Öyleyse, neden Alman Yahudileri hala mümkün olduğu sürece “vahşileşmiş ülkeyi” büyük ölçüde terk etmediler? Bunun bir takım nedenleri de vardır.
Yeni Alman hükümeti Yahudileri titizlikle ülke dışına sıkıştırdı, ama aynı zamanda “hiçbir şey için” gitmelerine izin verme niyetinde değildi. Herkesin karşılayamayacağı ve ödeyemeyeceği her türlü bürokratik engel düzenlendi. Çoğu zaman sıradan filistin adaptasyonunu, en iyisi için mantıksız umudu ve sosyal durumlarının hala sarsılmaz olduğu rasyonel inancını çözebilenler.
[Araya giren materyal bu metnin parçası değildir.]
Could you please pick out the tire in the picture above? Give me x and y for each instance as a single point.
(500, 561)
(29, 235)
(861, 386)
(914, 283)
Metodik olarak düzenlenmiş gettoların ve toplama kamplarının ilk yerleşimcileri olan ve Holokost'un ilk kurbanları olan Almanya ve Avusturya'da kalan Yahudilerdi.
Ekonomik nedenler
Birinci Dünya Savaşı'nın sonunda, Almanya en derin depresyon ve ekonomik kriz içindeydi. Yahudi soyadlarına sahip zengin ve başarılı bir vatandaş katmanının varlığında.
Goebbels tarafından formüle edilen sürekli ve gittikçe artan bir varlık sevinci ve ulusal birlik kavramı, acilen evrensel bir yaşam tatili ve ülke için tek bir düşman düzenleyecek finans bulmak için acilen ihtiyaç duyuyordu.
Goebbels tarafından seçilen karar, bazı Rus siyaset bilimcilerinin inandığı gibi, deha basitti: düşman, yakın ve kavramsal olarak korkunç olan Yahudiler'e atandı. Böyle bir düşmanın atanmasından sonra, İsviçre hazinelerinde devlet hazinesini ve Nazi elitinin kişisel hesaplarını yenilemek sorunu kendi başına kararlaştırıldı. Hiç kimse karmaşık çözümler aramıyor ya da talep etmiyordu.
Haklarından mahrum bırakılmış Yahudi nüfusu arasında önemli fonların, banka mevduatlarının, mülklerin, mücevherlerin, işletmelerin, mağazaların, çiftliklerin vb. - geniş gün ışığında yasallaştırılmış soygun, ayrıca devasa bir gasp ölçeğinde - yurtdışına seyahat eden çiftçiler Alman ekonomisini son derece düzeltti. Ve sadık “safkan Aryanlar” yukarıdakilerin tümünü pratik olarak aldı ve yokluktan “kaybolduktan” sonra kalan hiçbir şey için.